Second, a digital library needs to be a collection of resources and services. Most people just conceptualize digital libraries as a bunch of online documents; however, a digital library requires a lot more. To be successful, a digital library needs librarians to organize the infor-mation online, provide sophisticated user interfaces to search and browse the library collections, and be available by e-mail or online chat to answer questions of library patrons as they arise.

Third, a digital library needs to address a unique library user information need. Often, digital libraries are considered simply convenient-letting people get access to online documents at home instead of going to the physical library. Although this is useful, most digital libraries are created to address a particular information need. The digital library, in simple terms, needs to do something better or something new that a physical library has not already done.

The most well known digital library in the field of American history is the Valley of the Shadow Project at the University of Virginia. Created by Edward Ayers, the project looks to collect and digitize primary source documents about two counties on opposite sides of the Civil War. Through an extensive collection of soldier records, census records, maps, news-paper collections, diaries, and letters, visitors to the site can immerse themselves in the two different communities and conduct their own original research about the causes and effects of the Civil War. In 2002, Ed Ayers, Anne Rubin, and Will Thomas received the American Historical Association’s James Harvey Robinson Prize (http://valley.vcdh.virginia.edu/).

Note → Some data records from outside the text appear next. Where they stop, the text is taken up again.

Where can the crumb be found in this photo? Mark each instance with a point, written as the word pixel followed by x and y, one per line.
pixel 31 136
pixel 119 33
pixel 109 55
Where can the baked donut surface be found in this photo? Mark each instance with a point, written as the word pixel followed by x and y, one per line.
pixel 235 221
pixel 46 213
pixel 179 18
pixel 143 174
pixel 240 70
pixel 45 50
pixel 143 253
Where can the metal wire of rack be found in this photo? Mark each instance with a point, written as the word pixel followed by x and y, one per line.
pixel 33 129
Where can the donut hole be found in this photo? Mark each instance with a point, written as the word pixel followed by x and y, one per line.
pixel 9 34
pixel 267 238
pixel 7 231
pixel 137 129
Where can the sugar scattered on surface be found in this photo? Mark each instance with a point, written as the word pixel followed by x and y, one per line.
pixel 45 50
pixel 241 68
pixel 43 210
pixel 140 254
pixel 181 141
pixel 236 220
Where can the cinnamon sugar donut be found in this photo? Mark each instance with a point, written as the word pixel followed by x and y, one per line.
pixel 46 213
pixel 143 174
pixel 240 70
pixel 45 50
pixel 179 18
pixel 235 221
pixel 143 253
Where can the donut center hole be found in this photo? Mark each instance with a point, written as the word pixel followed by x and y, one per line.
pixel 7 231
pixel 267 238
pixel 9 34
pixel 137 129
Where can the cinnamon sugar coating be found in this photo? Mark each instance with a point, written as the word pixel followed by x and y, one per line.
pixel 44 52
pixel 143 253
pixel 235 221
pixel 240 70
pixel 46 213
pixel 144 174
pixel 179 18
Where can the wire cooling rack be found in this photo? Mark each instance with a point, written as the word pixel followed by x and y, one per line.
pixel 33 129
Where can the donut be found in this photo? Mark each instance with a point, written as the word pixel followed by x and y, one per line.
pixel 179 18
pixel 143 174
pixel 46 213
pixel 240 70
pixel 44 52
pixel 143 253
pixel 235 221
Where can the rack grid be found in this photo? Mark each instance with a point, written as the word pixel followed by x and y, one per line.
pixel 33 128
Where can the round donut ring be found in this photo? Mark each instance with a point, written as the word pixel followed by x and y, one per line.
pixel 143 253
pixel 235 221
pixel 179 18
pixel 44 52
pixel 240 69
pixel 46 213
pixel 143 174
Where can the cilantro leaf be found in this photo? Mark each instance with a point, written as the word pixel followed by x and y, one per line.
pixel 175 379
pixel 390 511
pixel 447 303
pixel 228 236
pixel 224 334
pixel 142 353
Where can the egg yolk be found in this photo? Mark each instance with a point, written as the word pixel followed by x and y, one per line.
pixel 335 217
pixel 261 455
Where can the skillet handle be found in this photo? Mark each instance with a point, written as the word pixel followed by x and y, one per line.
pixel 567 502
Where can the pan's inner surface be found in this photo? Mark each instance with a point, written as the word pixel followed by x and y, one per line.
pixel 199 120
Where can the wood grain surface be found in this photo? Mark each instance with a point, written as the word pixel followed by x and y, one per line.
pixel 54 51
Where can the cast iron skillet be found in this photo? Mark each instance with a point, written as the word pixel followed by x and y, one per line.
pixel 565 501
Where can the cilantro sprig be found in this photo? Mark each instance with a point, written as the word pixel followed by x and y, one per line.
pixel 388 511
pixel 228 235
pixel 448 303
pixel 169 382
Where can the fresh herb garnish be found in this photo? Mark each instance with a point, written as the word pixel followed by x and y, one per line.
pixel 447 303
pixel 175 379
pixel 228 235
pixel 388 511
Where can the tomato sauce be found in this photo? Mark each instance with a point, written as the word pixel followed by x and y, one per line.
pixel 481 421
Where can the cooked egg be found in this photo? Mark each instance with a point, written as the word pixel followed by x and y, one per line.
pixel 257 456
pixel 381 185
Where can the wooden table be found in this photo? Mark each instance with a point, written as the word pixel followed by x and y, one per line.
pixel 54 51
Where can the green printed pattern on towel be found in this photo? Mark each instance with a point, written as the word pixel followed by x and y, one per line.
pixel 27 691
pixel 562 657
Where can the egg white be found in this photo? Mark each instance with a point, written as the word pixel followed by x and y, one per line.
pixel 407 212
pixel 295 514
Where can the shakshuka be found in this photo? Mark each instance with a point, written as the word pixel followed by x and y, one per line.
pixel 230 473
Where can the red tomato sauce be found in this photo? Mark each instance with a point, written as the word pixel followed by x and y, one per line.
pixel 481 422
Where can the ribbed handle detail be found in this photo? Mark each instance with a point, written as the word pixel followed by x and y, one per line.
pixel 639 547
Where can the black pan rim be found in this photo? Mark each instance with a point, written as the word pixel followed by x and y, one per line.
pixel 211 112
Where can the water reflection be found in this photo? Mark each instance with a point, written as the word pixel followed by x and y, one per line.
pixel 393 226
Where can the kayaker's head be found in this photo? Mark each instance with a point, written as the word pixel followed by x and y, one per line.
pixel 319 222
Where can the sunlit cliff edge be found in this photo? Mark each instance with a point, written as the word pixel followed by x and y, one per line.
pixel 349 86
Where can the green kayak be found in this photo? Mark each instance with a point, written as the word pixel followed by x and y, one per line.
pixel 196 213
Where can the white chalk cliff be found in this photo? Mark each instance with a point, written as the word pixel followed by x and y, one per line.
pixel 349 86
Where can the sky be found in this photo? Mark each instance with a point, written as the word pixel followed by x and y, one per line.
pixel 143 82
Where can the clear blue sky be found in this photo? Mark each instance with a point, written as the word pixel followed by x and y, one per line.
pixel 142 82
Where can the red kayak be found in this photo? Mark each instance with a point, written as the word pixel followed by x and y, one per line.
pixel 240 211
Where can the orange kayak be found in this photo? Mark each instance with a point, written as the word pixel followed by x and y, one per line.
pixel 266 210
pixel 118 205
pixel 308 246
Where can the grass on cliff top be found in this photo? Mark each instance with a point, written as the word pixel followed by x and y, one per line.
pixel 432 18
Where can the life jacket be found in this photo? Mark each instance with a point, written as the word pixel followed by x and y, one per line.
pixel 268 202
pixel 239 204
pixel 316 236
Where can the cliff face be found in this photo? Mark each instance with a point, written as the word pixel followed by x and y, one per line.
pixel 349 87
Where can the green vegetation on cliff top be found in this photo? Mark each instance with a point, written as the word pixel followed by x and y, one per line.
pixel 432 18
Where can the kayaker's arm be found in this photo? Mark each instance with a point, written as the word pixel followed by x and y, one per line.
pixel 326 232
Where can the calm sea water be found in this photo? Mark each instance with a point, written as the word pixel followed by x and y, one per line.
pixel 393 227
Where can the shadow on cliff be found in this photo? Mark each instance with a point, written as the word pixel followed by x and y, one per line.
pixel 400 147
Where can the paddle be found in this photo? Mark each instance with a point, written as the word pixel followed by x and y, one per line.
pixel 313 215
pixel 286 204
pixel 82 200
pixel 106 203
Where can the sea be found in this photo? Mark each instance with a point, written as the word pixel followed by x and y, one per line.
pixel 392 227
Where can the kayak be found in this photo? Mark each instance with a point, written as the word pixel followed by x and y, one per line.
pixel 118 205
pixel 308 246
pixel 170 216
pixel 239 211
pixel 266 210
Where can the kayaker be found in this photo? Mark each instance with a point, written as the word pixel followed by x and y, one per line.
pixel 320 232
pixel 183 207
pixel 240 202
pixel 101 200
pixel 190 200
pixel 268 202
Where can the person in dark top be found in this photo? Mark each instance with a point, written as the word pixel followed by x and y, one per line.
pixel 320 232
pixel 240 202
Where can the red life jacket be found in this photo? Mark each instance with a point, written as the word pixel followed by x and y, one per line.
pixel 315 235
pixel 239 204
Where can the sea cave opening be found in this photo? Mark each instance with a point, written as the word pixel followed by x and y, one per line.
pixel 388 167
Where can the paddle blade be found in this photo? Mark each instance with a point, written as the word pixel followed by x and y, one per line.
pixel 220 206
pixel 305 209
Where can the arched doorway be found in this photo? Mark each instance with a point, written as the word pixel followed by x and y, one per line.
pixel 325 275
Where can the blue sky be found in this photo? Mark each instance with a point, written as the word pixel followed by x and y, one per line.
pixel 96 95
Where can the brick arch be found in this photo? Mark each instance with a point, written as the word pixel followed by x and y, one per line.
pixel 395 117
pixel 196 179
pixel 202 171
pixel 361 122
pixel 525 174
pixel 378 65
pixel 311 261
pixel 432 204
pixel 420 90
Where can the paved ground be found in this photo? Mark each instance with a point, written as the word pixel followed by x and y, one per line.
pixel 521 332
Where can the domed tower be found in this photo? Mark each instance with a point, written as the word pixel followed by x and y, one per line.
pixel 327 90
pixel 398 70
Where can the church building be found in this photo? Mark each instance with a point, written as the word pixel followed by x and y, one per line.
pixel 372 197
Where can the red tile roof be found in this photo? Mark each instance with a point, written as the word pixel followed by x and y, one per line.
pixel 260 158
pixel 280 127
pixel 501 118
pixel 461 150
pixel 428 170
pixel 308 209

Will Thomas, who had been Ed Ayers’s project manager for The Valley of the Shadow, became the director of and driving force behind the Virginia Center for Digital History (VVDH) in 1998. Thomas’s current project is The Civil Rights Era in Virginia, 1945-1970, intended to be a comprehensive history of Virginia’s role as a battleground state in the resistance to desegregation that puts Virginia’s experience in the context of other major changes in the state and nation: the Cold War, the growth of federal power, the development of mod-ern conservatism, and the growth of televangelism. Thomas’s project includes a digital collection of all available original footage of news films from the period, indexed and arranged for teaching Civil Rights history in American history courses (http://www.vcdh.virginia.edu/civilrightstv). Thomas is teaching a course, “Civil Rights in US and Virginia History,” and the web site for that course demonstrates the potential value of this project for teaching Civil Rights history (http://www.vcdh.virginai.edu/reHIST604/index.html).

Thomas’s Center for Digital History sponsors another project similar to Ayers and Thomas’s Valley of the Shadow, Shifflet and Richter’s the Virtual Jamestown Project at Virginia Tech (http://www.virtualjamestown.org/). This digital library project looks to collect primary source materials about the settlement of Jamestown and present those documents and related materials to facilitate an interactive and immersive experience for visitors to their web site. The result is that students and researchers can experience Jamestown and learn about its unique and rich history from the perspective of an observer (http://jefferson.village.virginia.edu/vcdh/jamestown/).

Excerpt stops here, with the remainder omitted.